With so many people across different companies needing access to data, cloud BI offers a big improvement over the way DMA used to handle analytics. Before the PivotLink implementation, a restaurant would call its distributor and ask for a report. The distributor would call the one person at the DMA responsible for creating reports, who used Access to build reports. "It was horribly inefficient," Szatkowski says.
-- Nancy Gohring
Weinstein quickly found that some of the large, traditional BI vendors were not going to be able to roll out Athenahealth's initial project quickly enough. In addition, some were too complicated to use, potentially limiting future projects. Athenahealth considered products from both IBM and Oracle, and then moved on to the cloud BI offerings, ultimately choosing Birst.
Athenahealth didn't run into problems with having most of its data stored on-premises and not in a cloud environment. The company has over 50,000 provider clients and tracks more than 100 metrics about each one every day, Weinstein says. That data is pulled from an internal data center into a separate internal data warehouse. From there, the relevant data is uploaded to Birst.
The data uploads happen automatically, several times each day, as part of a process that the company built using tools and scripts, some of which were provided by Birst, he says. "It doesn't keep me up at night," Weinstein says of the process. He has to intervene only if there's an error. "But that is part of our standard monitoring and would be expected as part of a complex data warehouse environment."

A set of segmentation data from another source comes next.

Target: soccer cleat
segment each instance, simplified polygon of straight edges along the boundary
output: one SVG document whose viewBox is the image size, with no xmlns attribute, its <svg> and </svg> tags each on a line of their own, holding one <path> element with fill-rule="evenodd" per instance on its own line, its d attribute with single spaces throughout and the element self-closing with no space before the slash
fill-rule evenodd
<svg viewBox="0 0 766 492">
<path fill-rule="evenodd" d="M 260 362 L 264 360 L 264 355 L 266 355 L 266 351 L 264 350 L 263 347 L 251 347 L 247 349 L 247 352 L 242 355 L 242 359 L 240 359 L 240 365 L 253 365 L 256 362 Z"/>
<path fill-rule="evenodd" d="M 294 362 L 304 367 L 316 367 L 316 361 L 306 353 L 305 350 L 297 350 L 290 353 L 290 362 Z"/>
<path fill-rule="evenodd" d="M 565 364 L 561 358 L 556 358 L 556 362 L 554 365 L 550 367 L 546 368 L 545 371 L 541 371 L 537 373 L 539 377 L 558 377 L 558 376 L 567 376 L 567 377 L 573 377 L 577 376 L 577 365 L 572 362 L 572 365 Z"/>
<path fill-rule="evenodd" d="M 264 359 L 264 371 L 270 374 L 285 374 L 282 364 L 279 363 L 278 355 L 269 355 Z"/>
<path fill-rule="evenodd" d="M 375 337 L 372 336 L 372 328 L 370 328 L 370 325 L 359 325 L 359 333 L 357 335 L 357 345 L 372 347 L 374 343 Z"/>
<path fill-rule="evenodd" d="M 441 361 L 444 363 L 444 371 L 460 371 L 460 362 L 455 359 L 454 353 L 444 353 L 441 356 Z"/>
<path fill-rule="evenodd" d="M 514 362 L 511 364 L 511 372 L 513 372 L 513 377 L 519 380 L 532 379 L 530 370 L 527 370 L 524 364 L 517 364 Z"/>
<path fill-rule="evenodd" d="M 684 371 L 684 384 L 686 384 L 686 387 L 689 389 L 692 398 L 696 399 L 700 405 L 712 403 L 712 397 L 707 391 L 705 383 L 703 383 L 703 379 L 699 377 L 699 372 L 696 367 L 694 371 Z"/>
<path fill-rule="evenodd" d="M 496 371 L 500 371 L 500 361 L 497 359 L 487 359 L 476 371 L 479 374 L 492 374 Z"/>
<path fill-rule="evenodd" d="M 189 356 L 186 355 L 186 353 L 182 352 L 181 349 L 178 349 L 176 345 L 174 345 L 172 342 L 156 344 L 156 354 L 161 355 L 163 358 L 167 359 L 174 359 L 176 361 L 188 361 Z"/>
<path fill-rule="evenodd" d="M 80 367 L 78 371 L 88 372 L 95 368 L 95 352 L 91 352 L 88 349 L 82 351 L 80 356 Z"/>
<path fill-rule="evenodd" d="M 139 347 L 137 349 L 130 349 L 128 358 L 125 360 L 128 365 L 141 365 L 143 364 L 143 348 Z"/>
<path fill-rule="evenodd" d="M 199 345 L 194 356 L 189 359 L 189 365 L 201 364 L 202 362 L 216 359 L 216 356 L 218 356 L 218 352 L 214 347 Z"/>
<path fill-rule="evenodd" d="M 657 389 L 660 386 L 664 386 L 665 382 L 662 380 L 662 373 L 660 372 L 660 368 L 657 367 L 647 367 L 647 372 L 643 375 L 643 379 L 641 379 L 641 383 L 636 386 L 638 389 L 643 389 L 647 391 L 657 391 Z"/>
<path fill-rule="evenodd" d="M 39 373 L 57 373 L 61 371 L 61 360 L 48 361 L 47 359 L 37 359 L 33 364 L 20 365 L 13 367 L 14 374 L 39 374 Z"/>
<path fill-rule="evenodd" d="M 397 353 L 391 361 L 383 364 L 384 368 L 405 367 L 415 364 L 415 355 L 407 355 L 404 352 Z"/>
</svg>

Millennial Media, Athenahealth and DMA (see "Early adopter") all say that using a cloud BI service meets their needs. But there are a few roadblocks that companies should look out for when considering cloud BI.
One is "cloud washing." Some vendors say they offer a cloud BI product but in fact may still require software that runs on users' computers or may offer only cloud storage, says Gartner's Tapadinhas. In that case, users may not get all the benefits of a true cloud offering, like offloading software maintenance.
A cloud BI service might also not be as flexible as an on-premises offering. "Although they are quick to deploy, in some cases cloud BI solutions don't offer enough customizations or at least not as much as we have now on-premises," Tapadinhas says.
On-premises products might also offer more possibilities for integration with third party-products, he says. Good Data, for one, has made some strides to allow third-party tools to access data repositories stored with Good, but even its openness is limited, he says.
Plus, traditional BI tools typically have a broader feature set and may make a better option depending on what a company is trying to achieve, says Carsten Bange, founder and CEO of Business Application Research Center, an analyst firm that specializes in enterprise software.
There's also the chance that, like any cloud offering, a particular cloud BI service might be slow. "There are other issues, like performance and latency of cloud solutions," Tapadinhas says.